When masses of people who own the means of production work toward a common goal and share their products in common, when they contribute labor without wages and enjoy the fruits free of charge, it’s not unreasonable to call that socialism.
That statement is flatly wrong. It is completely unreasonable to call that “socialism” — at least when the behavior described is purely voluntary. It’s like saying “Because Stalin set up a competition between different collective farms, it’s not unreasonable to call that free market capitalism.” Both statements are wrong because they point to a feature that is common, and ignore the feature that is distinctive. At the core of socialism is coercion (justified or not is a separate question). At the core of the behavior Kelly celebrates is freedom.
Kelly’s argument is like so many today that has implicitly embraced the view that free market, libertarian sorts believe that the only thing in the world is competition, or people working to non-common goals.

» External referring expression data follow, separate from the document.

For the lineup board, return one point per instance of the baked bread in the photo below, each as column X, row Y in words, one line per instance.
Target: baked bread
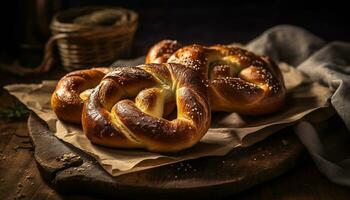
column 111, row 118
column 161, row 51
column 237, row 80
column 68, row 98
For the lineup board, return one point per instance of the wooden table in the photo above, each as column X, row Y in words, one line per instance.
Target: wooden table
column 20, row 178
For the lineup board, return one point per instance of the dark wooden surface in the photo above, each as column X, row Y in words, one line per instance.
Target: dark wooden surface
column 20, row 177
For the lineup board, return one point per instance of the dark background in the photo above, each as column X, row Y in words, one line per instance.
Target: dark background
column 204, row 22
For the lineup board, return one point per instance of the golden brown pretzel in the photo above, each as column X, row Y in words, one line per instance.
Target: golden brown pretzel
column 160, row 52
column 110, row 119
column 71, row 90
column 238, row 80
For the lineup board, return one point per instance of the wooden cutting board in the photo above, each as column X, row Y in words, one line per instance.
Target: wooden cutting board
column 69, row 170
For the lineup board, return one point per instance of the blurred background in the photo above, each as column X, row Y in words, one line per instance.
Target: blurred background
column 25, row 24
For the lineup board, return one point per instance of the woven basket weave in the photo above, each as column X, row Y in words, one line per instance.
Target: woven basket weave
column 82, row 46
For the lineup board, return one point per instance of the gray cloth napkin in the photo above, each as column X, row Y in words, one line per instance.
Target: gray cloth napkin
column 328, row 64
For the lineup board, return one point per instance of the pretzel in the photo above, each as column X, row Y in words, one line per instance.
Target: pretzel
column 238, row 80
column 68, row 98
column 161, row 52
column 111, row 118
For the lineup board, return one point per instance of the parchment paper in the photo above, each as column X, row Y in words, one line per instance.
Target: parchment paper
column 228, row 130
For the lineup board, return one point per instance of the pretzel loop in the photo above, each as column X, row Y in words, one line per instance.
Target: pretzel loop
column 111, row 119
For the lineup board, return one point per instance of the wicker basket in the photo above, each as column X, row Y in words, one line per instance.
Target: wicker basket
column 82, row 46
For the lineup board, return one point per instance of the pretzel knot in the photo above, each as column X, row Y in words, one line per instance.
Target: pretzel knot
column 111, row 118
column 238, row 80
column 68, row 99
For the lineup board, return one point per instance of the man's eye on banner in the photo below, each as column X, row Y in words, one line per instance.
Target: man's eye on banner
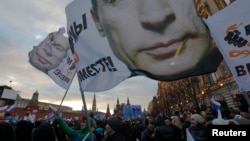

It is the idea that we are free only if we are antagonistic, and that free market theorists have been working to create a world where individuals struggle against, not with. A world that aspires to dog-eat-dog as its central value.
But that conception of capitalism/free-market/libertarianism has no basis in fact. And so as I ranted in my head about Kelly’s confusion, I was enormously happy to have the chance to hear an economist at the conference I was attending at Canberra present a paper that (unintentionally) completely destroys Kelly’s thesis.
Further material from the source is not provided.